Правда о первой ночи (Данилова) - страница 102

– Валя, выслушай меня внимательно… Один человек вот уже почти месяц не может спокойно жить и готовит себя к самому худшему. И только от тебя зависит его дальнейшая жизнь… Он неплохой человек, но допустил большую ошибку… Прими от него вот этот конверт. Там находится банковский документ, по которому ты сможешь получить тридцать тысяч долларов. Я понимаю, конечно, что деньги небольшие, что то, что произошло между вами, вернее, то, что он себе позволил… Это стоит много дороже. Я имею в виду его свободу. Словом, мы просим тебя забрать свое заявление назад. Он устал прятаться, он хочет жить нормальной жизнью. Если сумма недостаточная, ты скажи, сколько… В тот день, когда все произошло, он позвонил мне, я приехала… и с тех пор он прячется… Только сегодня я уговорила его приехать сюда…

Сзади послышался шорох, и я не посмела повернуть голову. Я не могла заставить себя сделать это, потому что знала, кого увижу. Они заманили меня ложью, самой изощренной ложью, понимая, что сирота, услышав про мать, бросится за ней хоть на край света. Кем же приходилась ему эта женщина? Не матерью и не женой. Значит, сестрой. Я старалась оставаться хладнокровной и спокойной. Позади меня стоял оживший мертвец, человек, который тоже, в свою очередь, мог осчастливить меня уже тем, что он дышал…

Я все-таки обернулась. В худом и бледном мужчине, одетом во все черное, я едва узнала своего насильника – офицера Юру.

– Прости меня, – произнес он тихо. – Я так часто представлял себе эту встречу, что теперь не знаю, что и сказать. Я вел себя как последняя скотина…

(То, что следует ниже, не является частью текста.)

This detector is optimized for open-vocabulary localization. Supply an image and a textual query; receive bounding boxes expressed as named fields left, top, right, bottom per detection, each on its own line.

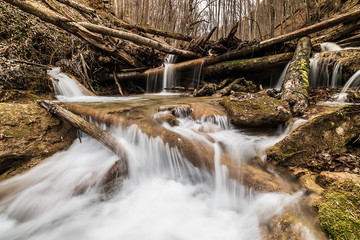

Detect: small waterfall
left=48, top=67, right=86, bottom=97
left=336, top=70, right=360, bottom=103
left=48, top=68, right=140, bottom=102
left=192, top=60, right=205, bottom=89
left=320, top=42, right=343, bottom=52
left=275, top=62, right=290, bottom=90
left=162, top=54, right=176, bottom=92
left=0, top=107, right=320, bottom=240
left=331, top=61, right=342, bottom=87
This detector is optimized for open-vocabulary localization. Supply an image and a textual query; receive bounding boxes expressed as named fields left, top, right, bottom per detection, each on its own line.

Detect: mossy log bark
left=66, top=104, right=293, bottom=192
left=38, top=100, right=127, bottom=171
left=281, top=37, right=311, bottom=115
left=203, top=52, right=294, bottom=76
left=114, top=8, right=360, bottom=80
left=117, top=53, right=293, bottom=80
left=78, top=22, right=200, bottom=58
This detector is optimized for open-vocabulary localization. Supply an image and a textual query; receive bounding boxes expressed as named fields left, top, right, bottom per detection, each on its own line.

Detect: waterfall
left=336, top=70, right=360, bottom=103
left=162, top=54, right=176, bottom=93
left=192, top=60, right=205, bottom=89
left=0, top=110, right=318, bottom=240
left=275, top=62, right=290, bottom=90
left=48, top=68, right=140, bottom=102
left=48, top=67, right=86, bottom=98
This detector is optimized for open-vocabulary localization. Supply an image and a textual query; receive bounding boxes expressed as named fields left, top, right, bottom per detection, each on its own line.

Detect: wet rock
left=158, top=104, right=191, bottom=117
left=221, top=93, right=291, bottom=127
left=318, top=181, right=360, bottom=240
left=267, top=106, right=360, bottom=172
left=0, top=103, right=75, bottom=180
left=194, top=83, right=217, bottom=97
left=316, top=171, right=360, bottom=188
left=220, top=78, right=257, bottom=96
left=154, top=111, right=179, bottom=127
left=101, top=160, right=128, bottom=192
left=190, top=103, right=226, bottom=120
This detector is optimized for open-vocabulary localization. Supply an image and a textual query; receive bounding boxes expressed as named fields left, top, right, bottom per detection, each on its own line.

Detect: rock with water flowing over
left=221, top=93, right=291, bottom=127
left=0, top=102, right=75, bottom=179
left=267, top=105, right=360, bottom=171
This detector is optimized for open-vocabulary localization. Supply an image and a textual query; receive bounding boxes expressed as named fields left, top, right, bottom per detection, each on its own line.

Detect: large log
left=118, top=8, right=360, bottom=80
left=5, top=0, right=143, bottom=67
left=78, top=22, right=200, bottom=58
left=66, top=104, right=293, bottom=192
left=203, top=52, right=294, bottom=77
left=281, top=37, right=311, bottom=115
left=38, top=100, right=127, bottom=162
left=111, top=52, right=293, bottom=80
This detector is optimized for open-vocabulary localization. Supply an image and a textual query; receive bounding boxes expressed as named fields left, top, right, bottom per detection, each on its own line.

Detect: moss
left=319, top=181, right=360, bottom=240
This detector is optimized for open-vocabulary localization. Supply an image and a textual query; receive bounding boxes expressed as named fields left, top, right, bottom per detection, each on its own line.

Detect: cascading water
left=192, top=61, right=205, bottom=89
left=0, top=109, right=314, bottom=240
left=336, top=70, right=360, bottom=103
left=162, top=54, right=176, bottom=93
left=48, top=67, right=86, bottom=98
left=48, top=68, right=137, bottom=102
left=275, top=62, right=290, bottom=90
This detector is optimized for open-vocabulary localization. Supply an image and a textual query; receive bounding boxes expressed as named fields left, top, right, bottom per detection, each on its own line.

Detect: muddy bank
left=0, top=102, right=75, bottom=180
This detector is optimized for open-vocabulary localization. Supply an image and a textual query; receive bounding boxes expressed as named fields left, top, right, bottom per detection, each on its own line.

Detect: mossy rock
left=220, top=93, right=291, bottom=127
left=267, top=105, right=360, bottom=172
left=0, top=103, right=75, bottom=180
left=318, top=181, right=360, bottom=240
left=0, top=89, right=40, bottom=103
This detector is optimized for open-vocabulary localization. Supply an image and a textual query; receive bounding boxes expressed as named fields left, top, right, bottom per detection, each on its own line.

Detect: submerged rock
left=318, top=181, right=360, bottom=240
left=194, top=83, right=217, bottom=97
left=221, top=93, right=291, bottom=127
left=267, top=106, right=360, bottom=172
left=0, top=103, right=75, bottom=180
left=220, top=78, right=257, bottom=96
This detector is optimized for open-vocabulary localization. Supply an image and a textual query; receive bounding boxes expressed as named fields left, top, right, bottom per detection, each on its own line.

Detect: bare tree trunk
left=38, top=100, right=127, bottom=162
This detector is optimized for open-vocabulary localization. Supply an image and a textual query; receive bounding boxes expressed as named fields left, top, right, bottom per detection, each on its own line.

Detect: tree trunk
left=281, top=37, right=311, bottom=115
left=203, top=52, right=294, bottom=77
left=62, top=104, right=292, bottom=192
left=118, top=8, right=360, bottom=79
left=5, top=0, right=142, bottom=67
left=117, top=53, right=293, bottom=80
left=38, top=100, right=127, bottom=162
left=78, top=22, right=200, bottom=58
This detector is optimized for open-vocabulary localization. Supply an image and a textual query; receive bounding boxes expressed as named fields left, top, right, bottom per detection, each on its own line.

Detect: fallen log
left=56, top=0, right=96, bottom=16
left=107, top=15, right=193, bottom=42
left=203, top=52, right=294, bottom=77
left=116, top=53, right=293, bottom=80
left=66, top=104, right=293, bottom=192
left=5, top=0, right=143, bottom=67
left=281, top=37, right=311, bottom=115
left=118, top=8, right=360, bottom=80
left=78, top=22, right=200, bottom=58
left=38, top=100, right=127, bottom=162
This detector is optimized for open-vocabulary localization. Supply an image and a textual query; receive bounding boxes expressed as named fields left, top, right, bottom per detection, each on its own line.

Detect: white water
left=0, top=113, right=312, bottom=240
left=336, top=70, right=360, bottom=103
left=275, top=62, right=290, bottom=90
left=48, top=68, right=137, bottom=102
left=162, top=54, right=176, bottom=92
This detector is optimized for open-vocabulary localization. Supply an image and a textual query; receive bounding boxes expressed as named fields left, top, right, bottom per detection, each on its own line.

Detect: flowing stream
left=0, top=61, right=324, bottom=240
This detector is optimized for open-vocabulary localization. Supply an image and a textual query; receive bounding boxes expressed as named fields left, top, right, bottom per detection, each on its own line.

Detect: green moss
left=319, top=182, right=360, bottom=240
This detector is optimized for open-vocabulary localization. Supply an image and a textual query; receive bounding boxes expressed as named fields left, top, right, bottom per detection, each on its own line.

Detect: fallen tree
left=114, top=8, right=360, bottom=80
left=62, top=104, right=293, bottom=192
left=38, top=100, right=127, bottom=166
left=281, top=37, right=311, bottom=115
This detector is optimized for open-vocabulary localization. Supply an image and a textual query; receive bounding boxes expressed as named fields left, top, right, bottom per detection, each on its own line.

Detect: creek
left=0, top=68, right=321, bottom=240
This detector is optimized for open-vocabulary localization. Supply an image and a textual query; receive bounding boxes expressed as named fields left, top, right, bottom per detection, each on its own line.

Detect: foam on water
left=48, top=68, right=140, bottom=102
left=0, top=111, right=311, bottom=240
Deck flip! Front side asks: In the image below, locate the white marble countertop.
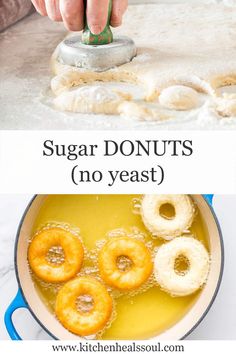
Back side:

У меня перехватило дыхание. Глаза мои наполнились слезами, но не из-за того, что встреча оказалась трогательной, тем более что я видела перед собой человека, чей образ последние недели лишь мучил меня и приносил одни страдания. Нет. Я плакала из чувства великого облегчения. Значит, подумала я, в том доме, где он жил, умер совсем другой офицер, жена которого приходила в интернат и приносила конфеты, чтобы помянули ее мужа… Те самые конфеты, которые носил в своем кармане Миша… Теперь я могла спокойно вернуться в Стамбул, к Еве, к Мюстеджепу, к той чудесной новой жизни, которая была мне уготована моей настоящей матерью. Шлейф убийства, мокрый от крови и слез, теперь не тащился за мной, я свободна и предоставлена сама себе. И сейчас уже я могла помочь Еве своей любовью, своей заботой. Я уже видела, как навещаю ее в стамбульской тюрьме, как приношу ей, ожидающей меня в помещении для свиданий, сигареты и почему-то печенье.

– Ты думал, что я подала заявление? – спросила я, размазывая слезы по щекам.